Table 2 Shape factor for different cross-sectional shapes of nanowire

Fig. 7

a Variation of electrical susceptibility with size for different cross-sectional shapes of CdS semiconductor nanowires. b  % deviation in electrical susceptibility of different cross-sectional shapes from spherical CdS semiconductor nanowires

Fig. 8

a Variation of electrical susceptibility with size for different cross-sectional shapes of GaN semiconductor nanowires. b  % deviation in electrical susceptibility of different cross-sectional shapes from spherical GaN semiconductor nanowires

Fig. 9

a Variation of electrical susceptibility with size for different cross-sectional shapes of InP semiconductor nanowires. b  % deviation in electrical susceptibility of different cross-sectional shapes from spherical InP semiconductor nanowires

Fig. 10

a Variation of dielectric constant with size for different cross-sectional shapes of CdS semiconductor nanowires. b  % deviation in dielectric constant of different cross-sectional shapes from spherical CdS semiconductor nanowires

Fig. 11

a Variation of dielectric constant with size for different cross-sectional shapes of GaN semiconductor nanowires. b  % deviation in dielectric constant of different cross-sectional shapes from spherical GaN semiconductor nanowires

Fig. 12

a Variation of dielectric constant with size for different cross-sectional shapes of InP semiconductor nanowires. b  % deviation in dielectric constant of different cross-sectional shapes from spherical InP semiconductor nanowires

Figures 7b, 8b, 9b, 10b, 11b, 12b graphically represent the deviation of electrical susceptibility and dielectric constant on moving from spherical-shaped cross-sectional nanowires to non-spherical-shaped cross-sectional nanowires.
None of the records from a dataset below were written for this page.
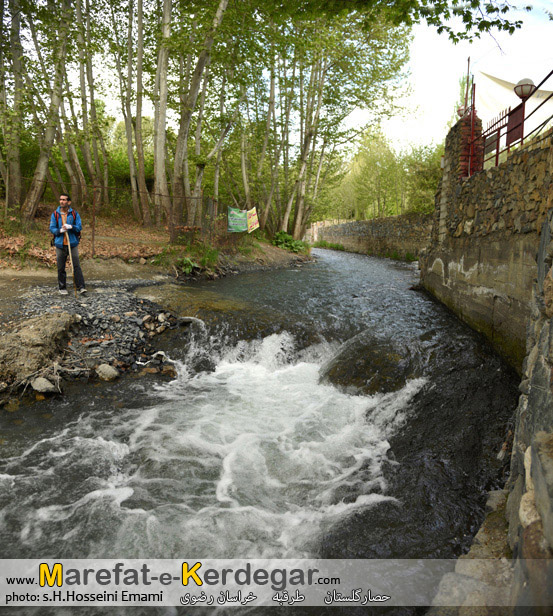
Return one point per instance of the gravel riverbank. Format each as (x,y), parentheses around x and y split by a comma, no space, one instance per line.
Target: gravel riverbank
(47,338)
(103,334)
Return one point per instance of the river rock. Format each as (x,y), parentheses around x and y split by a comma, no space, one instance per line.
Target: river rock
(371,365)
(43,386)
(107,372)
(33,345)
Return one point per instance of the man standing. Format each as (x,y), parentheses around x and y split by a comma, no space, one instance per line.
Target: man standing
(65,225)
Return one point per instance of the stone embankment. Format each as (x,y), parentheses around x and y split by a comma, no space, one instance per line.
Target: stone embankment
(491,261)
(482,256)
(396,236)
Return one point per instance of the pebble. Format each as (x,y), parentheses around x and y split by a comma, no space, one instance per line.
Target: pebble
(110,310)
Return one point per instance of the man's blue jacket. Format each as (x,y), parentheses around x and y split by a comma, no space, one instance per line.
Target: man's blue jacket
(73,219)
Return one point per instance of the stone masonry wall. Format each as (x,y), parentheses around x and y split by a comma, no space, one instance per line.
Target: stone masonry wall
(485,235)
(496,230)
(396,235)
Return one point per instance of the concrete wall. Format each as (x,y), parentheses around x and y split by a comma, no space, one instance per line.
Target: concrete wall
(482,257)
(395,235)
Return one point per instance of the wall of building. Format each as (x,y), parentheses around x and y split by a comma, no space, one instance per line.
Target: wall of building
(481,260)
(490,260)
(398,236)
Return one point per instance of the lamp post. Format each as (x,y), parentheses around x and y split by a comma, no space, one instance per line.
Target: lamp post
(524,90)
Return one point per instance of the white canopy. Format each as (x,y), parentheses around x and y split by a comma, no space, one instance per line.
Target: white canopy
(493,95)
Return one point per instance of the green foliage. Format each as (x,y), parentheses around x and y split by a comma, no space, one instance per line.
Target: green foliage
(331,245)
(286,241)
(380,182)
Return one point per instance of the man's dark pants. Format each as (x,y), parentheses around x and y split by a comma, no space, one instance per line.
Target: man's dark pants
(62,254)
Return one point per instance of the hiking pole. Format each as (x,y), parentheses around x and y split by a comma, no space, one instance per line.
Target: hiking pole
(71,259)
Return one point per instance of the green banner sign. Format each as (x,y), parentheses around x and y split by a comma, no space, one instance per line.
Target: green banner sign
(237,220)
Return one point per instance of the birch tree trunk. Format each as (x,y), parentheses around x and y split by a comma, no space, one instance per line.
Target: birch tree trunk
(144,195)
(162,199)
(15,122)
(37,185)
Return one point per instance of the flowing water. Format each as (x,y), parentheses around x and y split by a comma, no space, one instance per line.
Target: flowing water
(248,453)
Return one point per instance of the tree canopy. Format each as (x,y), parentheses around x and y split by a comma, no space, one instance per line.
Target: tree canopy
(248,99)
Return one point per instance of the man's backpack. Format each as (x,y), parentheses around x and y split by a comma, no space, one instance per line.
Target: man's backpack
(57,216)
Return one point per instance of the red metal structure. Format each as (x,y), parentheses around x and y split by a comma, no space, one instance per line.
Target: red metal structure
(503,132)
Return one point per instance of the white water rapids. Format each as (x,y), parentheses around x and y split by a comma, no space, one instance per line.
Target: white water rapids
(253,459)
From graphs, it has been observed that as the size of the nanowires decreases electrical susceptibility and dielectric constant both decrease due to the surface effects. The calculated results of dielectric constant have been compared with the available experimental and theoretical data [13, 35], and close agreement has been found. It has been observed that electrical susceptibility and dielectric constant are the highest for spherical cross-sectional-shaped nanowires and the lowest for rectangular cross-sectional-shaped nanowires. The deviation in the values of electrical susceptibility and dielectric constant for rectangular, square and hexagonal cross-sectional-shaped nanowires from spherical nanowires has been found approximately 2–14%, 2–4% and 1–2%, respectively. Previously, Jiang et al. have also shown for GaN semiconductor nanowire that dielectric constant is higher for low shape factor value [35]. The importance of shape effect with size and dimension has been confirmed in the present study. This study can be helpful to study the combined effect of shape and grain boundaries on electrical behavior of semiconductor nanomaterials.

4 Conclusion

The present work includes the electrical study of semiconductor nanomaterials. The size and dimension effect on electrical susceptibility and dielectric constant have been observed. It was found that electrical susceptibility and dielectric constant both decrease with decreasing size of nanomaterials. It was also observed that the electrical susceptibility and dielectric constant depend on the dimension of nanomaterials; the largest decrement was found in nanoparticles and the least for nanofilms. Shape effect has also been incorporated for semiconductor nanowires, and the results showed that non-cylindrical nanowires have less value of electrical susceptibility and dielectric constant in comparison with cylindrical nanowires. The obtained results have been compared with the available simulated and experimental data. Consistency in results of proposed model and available experimental data supports the validity of the present work. The reduction in the value of dielectric constant can improve the Coulomb interactions among charge carriers (electrons and holes) and ionized shallow impurities in nano-devices, which helps to modify the optical and transport properties.